There's a document in there about pointer masking: https://github.com/riscv/risc...

pjmlp · on March 12, 2022

Fixing C, hardware memory tagging is the ultimate mitigation strategy for pointer tricks.

Already being successfully used for decades in Solaris SPARC, iOS/macOS and Android are increasingly pushing for it on ARM CPUs, Pluton on Azure Sphere OS,...

snek_case · on March 13, 2022

I found this post on ARM MTE which was helpful in understanding the concept: https://www.anandtech.com/show/16759/sponsored-post-keep-you...

Seems to me this will have an execution overhead though, and that the best way to improve security would be to finally move beyond C. Most modern languages make buffer overflows impossible.

pjmlp · on March 13, 2022

Except all those fine people writing UNIX clones and embedded stuff will never do it, so here we are.

It was already known since the early days how bad C was versus the competition.

UNIX made it famous, UNIX won the server room wars, UNIX will keep it going.

olliej · on March 12, 2022

Memory tagging isn't a privilege level thing, it's an anti-compromise mechanism similar to PAC (in the sense the goal is to make it harder for an attacker to compromise code, they are functionally completely different).

The basic idea is you often want finer the page level granularity on memory access rights. An example ARM give in the documentation covering the ARM MTE is an allocator. With memory tagging you can make it so unallocated memory in the allocator is not accessible.

Essentially every piece of memory gets a tag, and you can only access a piece of memory through a pointer that has the matching tag. To illustrate imagine an allocator (which is the example ARM have in the documentation for the ARM MTE)

You the allocator has a bunch of memory, and has all of it set to be tagless (uncolored in ARM terminology IIRC):

    |bbbbbbbbbb|

When you allocator allocates a byte it does the following:

1. Find a free block 2. Choose a tag (randomly if it wants) 3. Set the tag on that memory to the selected tag from (2) 4. returns a pointer to that memory tagged with(2)

So we get something like:

    |1bbbbbbbbb|

    p = (1,0) // pointer with a tag of 1 and the address 0

Now any access to the memory in at address 0 must be via a pointer with the tag 1, and any memory accessed via that pointer must be tagged with 1

So imagine you have a bunch of allocations

    |13251bbbbb|

You can see we've re-used a tag, because there is a finite amount of space for tags in a pointer, so while our original allocation was a 1 byte allocation at 0, we can do p[4] and the access will work. However, if we're choosing the tag randomly and attacker is in theory unlikely to be able to luck out and get the correct tag so your process crashes (it's super important for these mechanisms that any failure results in a unstoppable crash, e.g. no signal handlers or anything). Another thing you allocator does is revert memory to being untagged (or I guess tagged distinctly) on free, so a use after free also cannot work.

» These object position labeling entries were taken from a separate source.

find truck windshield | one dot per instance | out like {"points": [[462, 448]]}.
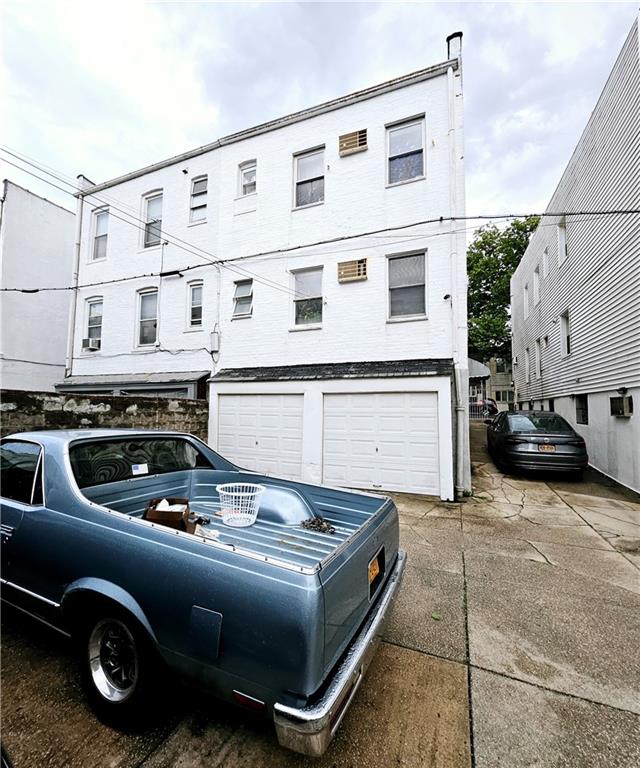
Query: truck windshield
{"points": [[106, 461]]}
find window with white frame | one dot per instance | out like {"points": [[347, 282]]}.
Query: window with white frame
{"points": [[148, 317], [405, 148], [153, 220], [565, 334], [198, 200], [94, 322], [308, 296], [243, 298], [309, 177], [195, 305], [407, 285], [100, 237], [562, 240], [247, 178]]}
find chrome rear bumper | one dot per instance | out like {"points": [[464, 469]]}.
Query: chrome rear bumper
{"points": [[309, 730]]}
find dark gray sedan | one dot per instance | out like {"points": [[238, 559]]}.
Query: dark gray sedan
{"points": [[535, 440]]}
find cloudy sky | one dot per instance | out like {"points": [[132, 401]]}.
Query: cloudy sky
{"points": [[105, 88]]}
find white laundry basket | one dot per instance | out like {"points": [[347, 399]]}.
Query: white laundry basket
{"points": [[239, 503]]}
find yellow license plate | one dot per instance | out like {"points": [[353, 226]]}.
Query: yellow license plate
{"points": [[374, 569]]}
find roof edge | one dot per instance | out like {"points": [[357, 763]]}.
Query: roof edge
{"points": [[403, 81]]}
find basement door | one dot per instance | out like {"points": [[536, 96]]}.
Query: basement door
{"points": [[262, 433], [382, 440]]}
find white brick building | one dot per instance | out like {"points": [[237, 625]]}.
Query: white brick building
{"points": [[36, 249], [332, 321], [575, 296]]}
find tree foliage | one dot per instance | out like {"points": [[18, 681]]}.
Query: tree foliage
{"points": [[492, 258]]}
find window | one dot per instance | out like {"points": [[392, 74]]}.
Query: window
{"points": [[309, 178], [148, 324], [562, 240], [248, 172], [100, 239], [153, 220], [195, 305], [198, 204], [536, 286], [94, 322], [407, 288], [405, 146], [20, 472], [308, 296], [565, 334], [582, 409], [243, 298]]}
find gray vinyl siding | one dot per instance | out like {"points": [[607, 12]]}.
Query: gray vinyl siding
{"points": [[599, 282]]}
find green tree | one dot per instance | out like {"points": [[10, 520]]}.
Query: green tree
{"points": [[492, 258]]}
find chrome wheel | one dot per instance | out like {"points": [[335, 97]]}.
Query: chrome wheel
{"points": [[113, 660]]}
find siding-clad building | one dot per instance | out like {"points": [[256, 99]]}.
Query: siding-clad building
{"points": [[575, 296], [314, 269]]}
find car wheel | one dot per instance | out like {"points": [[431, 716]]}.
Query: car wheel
{"points": [[118, 668]]}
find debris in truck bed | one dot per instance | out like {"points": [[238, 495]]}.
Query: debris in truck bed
{"points": [[318, 524]]}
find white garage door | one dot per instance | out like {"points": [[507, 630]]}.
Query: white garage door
{"points": [[262, 433], [383, 440]]}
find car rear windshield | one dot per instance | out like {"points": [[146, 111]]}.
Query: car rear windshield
{"points": [[538, 422], [106, 461]]}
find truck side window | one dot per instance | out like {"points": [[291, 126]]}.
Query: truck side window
{"points": [[18, 466]]}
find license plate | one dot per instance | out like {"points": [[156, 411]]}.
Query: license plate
{"points": [[374, 569]]}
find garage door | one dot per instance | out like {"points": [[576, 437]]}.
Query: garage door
{"points": [[382, 440], [262, 433]]}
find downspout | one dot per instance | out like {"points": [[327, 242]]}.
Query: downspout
{"points": [[82, 183]]}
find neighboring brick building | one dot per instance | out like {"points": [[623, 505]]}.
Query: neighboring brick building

In reality the tagging is not per byte because that would be insane: MTE has a significant increase in the physical ram requirements for a system. If you have an N-bit tag, that means you need to have N extra bits in the physical ram for every granule. I don't know what sort of granule sizes people are looking at but the overhead in physical ram requirements is literally (granule size in bits + bits for tag)/(granule size in bits) so you can see how significant this is.

Unlike PAC, my understanding is there is no cryptographic logic linking the tag to pointer, so pointer arithmetic continues to work without overhead whereas in a PAC model p += 1 say would be: temp = AUTH(p), temp = temp + 1, p = SIGN(temp).

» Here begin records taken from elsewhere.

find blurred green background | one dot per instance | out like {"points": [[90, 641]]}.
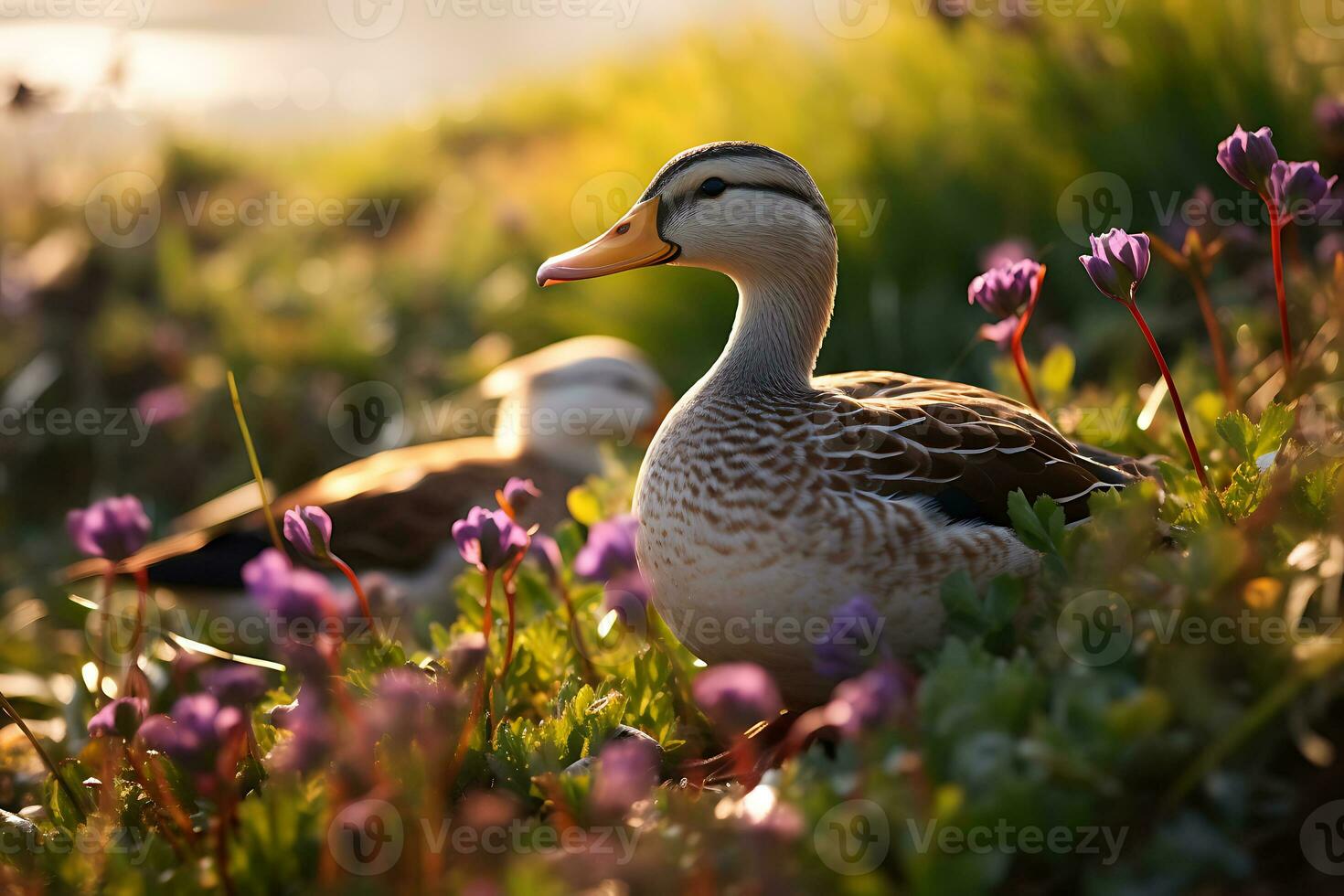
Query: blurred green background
{"points": [[933, 139]]}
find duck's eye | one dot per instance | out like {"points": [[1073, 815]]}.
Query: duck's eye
{"points": [[712, 187]]}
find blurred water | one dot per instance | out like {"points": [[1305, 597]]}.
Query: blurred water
{"points": [[258, 70]]}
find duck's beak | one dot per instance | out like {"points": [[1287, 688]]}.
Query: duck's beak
{"points": [[634, 242]]}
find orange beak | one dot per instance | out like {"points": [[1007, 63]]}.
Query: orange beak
{"points": [[634, 242]]}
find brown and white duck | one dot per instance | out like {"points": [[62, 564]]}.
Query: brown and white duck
{"points": [[772, 491], [391, 512]]}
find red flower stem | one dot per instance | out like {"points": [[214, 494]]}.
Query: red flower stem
{"points": [[1171, 387], [1275, 240], [575, 635], [109, 581], [142, 600], [354, 581], [1019, 359], [1215, 340], [509, 597]]}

The purpose of PAC is not to protect the memory, but rather the pointer itself. For example imagine you have a C++ object, the basic layout is essentially:

    struct {
        void* vtable
        data fields
    }

For those unfamiliar, a vtable is essentially just a list of function pointers to support polymorphism. In this case the vtable pointer is tagged with the appropriate tag for wherever the vtable is. Because the vtable itself is stored in tagged memory it can't be modified by the attacker (in reality tables are all in read only memory, but pretend they're not for this example). But if the attacker can get some random, correctly tagged pointer what they can do is build their own vtable in that memory, and then simply overwrite the vtable pointer with their correctly tagged pointer for the malicious vtable. Of course you can just have the memory holding the object itself also be tagged, so they need the correct pointer tagging for that :D

In the PAC model the pointer is signed by a secret key (it's literally inaccessible to the process) and a nonce (on Mac + iOS this nonce includes the address of the vtable pointer itself). For an attacker to create a valid pointer they need to be able to generate the correct signature over the bits in the pointer and the nonce. Because different nonces are used for pointers in different uses, they can't just get (for example) one object to overwrite another. If the nonce includes the address of the pointer they can't even just copy a validly signed pointer from another location in memory.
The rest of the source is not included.